After several moves around Greenwich Village, Frank and Molly settled on a meagre fourthfloor walkup studio on Washington Place, but while Molly had begun to exhibit, Frank’s writing was proving less successful and he resumed his connection with the Willys-Overland Motor Company and shelved plans for a literary life.

It was, nevertheless, a heady time to be in New York, particularly for a young artist from Wellington. Abstract Expressionism was emerging from the aftermath of World War Two. Where artist’s abounded the traditional idea of creating a window onto the world; to create monumental works that reflected their own inner world. They valued spontaneity, improvisation, and the physical process of painting. Though this was never a formal school of art it included artists Jackson Pollock (1912–1956), Willem de Kooning (1904–1997), Franz Kline (1910–1962), Robert Motherwell (1915–1991), Mark Rothko (1903–1970), Barnett Newman (1905–1970), and Clyfford Still (1904–1980). Abstract Expressionism became one of the first specifically American art movements and placed New York at the center of the western art world, a role formerly held by Paris.

Molly Morpeth Canaday

During this time Molly’s paintings showed a new maturity, confident, colourful; and embracing the abstract expressionist approach. Her work was also finding increased acceptance in New Zealand and overseas. In 1966, Molly won the Marcia Brady Tucker Prize. This was a top award for oil painting in the annual exhibition of the American Association of Women Artists. The stilllife which won the awards, entitled ‘Bottles’, then went on a 2year tour of America in the Women Artists touring exhibition.

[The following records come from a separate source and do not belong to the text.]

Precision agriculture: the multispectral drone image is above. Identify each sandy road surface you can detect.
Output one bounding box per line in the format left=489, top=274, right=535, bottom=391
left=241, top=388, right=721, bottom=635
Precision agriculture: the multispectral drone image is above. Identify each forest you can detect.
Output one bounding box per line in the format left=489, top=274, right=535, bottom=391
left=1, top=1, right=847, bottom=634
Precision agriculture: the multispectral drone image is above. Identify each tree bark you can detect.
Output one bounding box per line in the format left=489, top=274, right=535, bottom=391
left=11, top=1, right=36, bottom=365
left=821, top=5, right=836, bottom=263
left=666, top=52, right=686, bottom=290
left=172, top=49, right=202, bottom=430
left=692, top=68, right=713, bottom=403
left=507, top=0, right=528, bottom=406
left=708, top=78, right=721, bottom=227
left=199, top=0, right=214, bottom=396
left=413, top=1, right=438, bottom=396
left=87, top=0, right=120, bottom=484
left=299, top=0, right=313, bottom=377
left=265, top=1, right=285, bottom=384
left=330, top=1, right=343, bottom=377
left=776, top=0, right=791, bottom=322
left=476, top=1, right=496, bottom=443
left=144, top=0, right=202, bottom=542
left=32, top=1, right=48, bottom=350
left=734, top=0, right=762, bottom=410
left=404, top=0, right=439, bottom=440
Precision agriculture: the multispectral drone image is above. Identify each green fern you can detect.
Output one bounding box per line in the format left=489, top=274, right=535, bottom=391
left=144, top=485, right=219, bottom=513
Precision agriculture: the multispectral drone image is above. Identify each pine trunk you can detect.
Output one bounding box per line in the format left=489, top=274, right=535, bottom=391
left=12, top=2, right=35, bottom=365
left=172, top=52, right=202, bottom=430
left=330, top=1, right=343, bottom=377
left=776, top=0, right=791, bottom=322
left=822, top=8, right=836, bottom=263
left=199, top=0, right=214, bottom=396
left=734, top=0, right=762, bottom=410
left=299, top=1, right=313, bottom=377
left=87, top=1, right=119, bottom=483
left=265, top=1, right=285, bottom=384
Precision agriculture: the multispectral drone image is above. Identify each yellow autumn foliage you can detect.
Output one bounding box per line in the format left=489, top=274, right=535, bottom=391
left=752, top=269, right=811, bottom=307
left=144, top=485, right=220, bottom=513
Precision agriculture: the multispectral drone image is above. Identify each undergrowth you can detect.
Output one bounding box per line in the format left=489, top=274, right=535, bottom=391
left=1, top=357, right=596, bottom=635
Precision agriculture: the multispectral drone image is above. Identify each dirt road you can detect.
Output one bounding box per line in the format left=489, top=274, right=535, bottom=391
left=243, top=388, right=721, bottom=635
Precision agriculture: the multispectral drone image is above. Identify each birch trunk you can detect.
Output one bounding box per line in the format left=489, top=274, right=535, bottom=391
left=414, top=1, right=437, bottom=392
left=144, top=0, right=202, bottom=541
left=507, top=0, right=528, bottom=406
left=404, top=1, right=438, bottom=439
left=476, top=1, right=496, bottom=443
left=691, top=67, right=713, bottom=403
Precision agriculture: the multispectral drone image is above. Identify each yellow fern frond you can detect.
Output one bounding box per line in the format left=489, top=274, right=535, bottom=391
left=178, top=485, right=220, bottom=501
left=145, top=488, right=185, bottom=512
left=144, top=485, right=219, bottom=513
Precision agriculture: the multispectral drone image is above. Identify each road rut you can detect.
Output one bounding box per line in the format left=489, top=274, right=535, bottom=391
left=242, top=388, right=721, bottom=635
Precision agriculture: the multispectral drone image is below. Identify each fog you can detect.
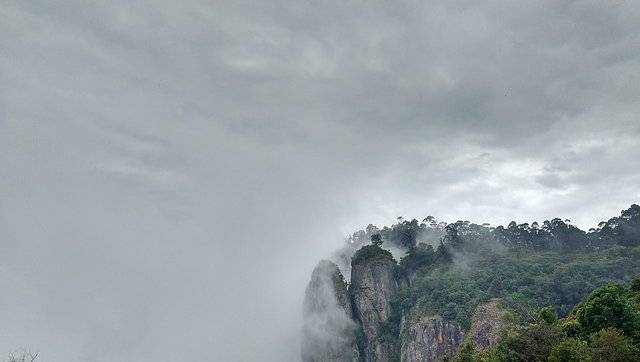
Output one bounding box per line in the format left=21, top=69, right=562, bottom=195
left=302, top=260, right=356, bottom=361
left=1, top=1, right=640, bottom=361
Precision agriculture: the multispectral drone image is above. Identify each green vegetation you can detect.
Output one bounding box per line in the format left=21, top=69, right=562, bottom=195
left=590, top=328, right=639, bottom=362
left=453, top=281, right=640, bottom=361
left=343, top=204, right=640, bottom=361
left=404, top=245, right=640, bottom=328
left=574, top=284, right=640, bottom=341
left=351, top=243, right=394, bottom=266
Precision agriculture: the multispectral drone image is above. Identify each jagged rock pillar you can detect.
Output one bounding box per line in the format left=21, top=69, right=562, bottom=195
left=302, top=260, right=359, bottom=361
left=349, top=246, right=398, bottom=362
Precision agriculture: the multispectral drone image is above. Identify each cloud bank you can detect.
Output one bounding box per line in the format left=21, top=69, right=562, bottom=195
left=1, top=1, right=639, bottom=361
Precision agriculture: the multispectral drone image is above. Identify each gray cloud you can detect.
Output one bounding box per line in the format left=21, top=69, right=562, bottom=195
left=1, top=0, right=640, bottom=361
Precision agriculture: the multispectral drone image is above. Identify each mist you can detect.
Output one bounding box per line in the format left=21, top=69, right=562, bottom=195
left=302, top=260, right=357, bottom=362
left=2, top=1, right=640, bottom=361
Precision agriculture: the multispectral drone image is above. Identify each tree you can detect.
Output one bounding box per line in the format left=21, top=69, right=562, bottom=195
left=453, top=341, right=476, bottom=362
left=630, top=277, right=640, bottom=293
left=548, top=338, right=590, bottom=362
left=443, top=225, right=462, bottom=249
left=573, top=284, right=640, bottom=340
left=7, top=351, right=38, bottom=362
left=590, top=327, right=639, bottom=362
left=494, top=323, right=563, bottom=361
left=370, top=233, right=383, bottom=246
left=539, top=306, right=558, bottom=324
left=365, top=224, right=379, bottom=237
left=435, top=241, right=452, bottom=263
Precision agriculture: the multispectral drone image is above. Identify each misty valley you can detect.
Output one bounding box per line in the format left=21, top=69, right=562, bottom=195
left=302, top=204, right=640, bottom=362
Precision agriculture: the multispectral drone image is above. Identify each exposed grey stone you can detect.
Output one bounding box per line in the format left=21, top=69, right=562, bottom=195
left=400, top=315, right=464, bottom=362
left=302, top=260, right=359, bottom=362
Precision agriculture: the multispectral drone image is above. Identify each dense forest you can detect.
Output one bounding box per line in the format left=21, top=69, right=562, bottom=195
left=452, top=281, right=640, bottom=361
left=313, top=204, right=640, bottom=361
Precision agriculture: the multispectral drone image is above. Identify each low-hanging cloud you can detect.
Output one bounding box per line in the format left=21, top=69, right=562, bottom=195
left=1, top=1, right=640, bottom=361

Molly died in January 1971, and in the words of Frank “release for her – and grief for me”.  A year later Molly was honored with a retrospective exhibition in the Toledo Museum of Art.  Then in 1974 she had her last farewell in New Zealand with a retrospective at the National Art Gallery of New Zealand. At the same time her contemporary and mentor Joseph Floch was having his career crowned with a retrospective of his paintings and drawings in his native Vienna.

Frank Canaday was eager to preserve Molly’s legacy, and he saw that he might do so through supporting New Zealand’s art galleries with gifts made in Molly’s name.  Frank made nine gifts, all of them to art galleries, except Whakatane. Institutions that benefited from Frank’s generosity included the National Art Gallery, the Waikato Museum, Auckland Art Gallery, the Christchurch Art Gallery, and the Dunedin Art gallery. In designing and instituting these grants Frank worked with a cousin of Molly, Mr Rex Morpeth, on the wording of trust documents; Rex served 21 years in local government and was mayor from 1965 to 1976, and it is through this liaison the Whakatane connection was born.

Today the Molly Morpeth Canaday Award is probably the most well known of the grants set up by Frank in loving memory of his wife Molly.  Its support of emerging, provocative and thought-provoking art is something Molly would have wholeheartedly supported, and Whakatane is all the better for that.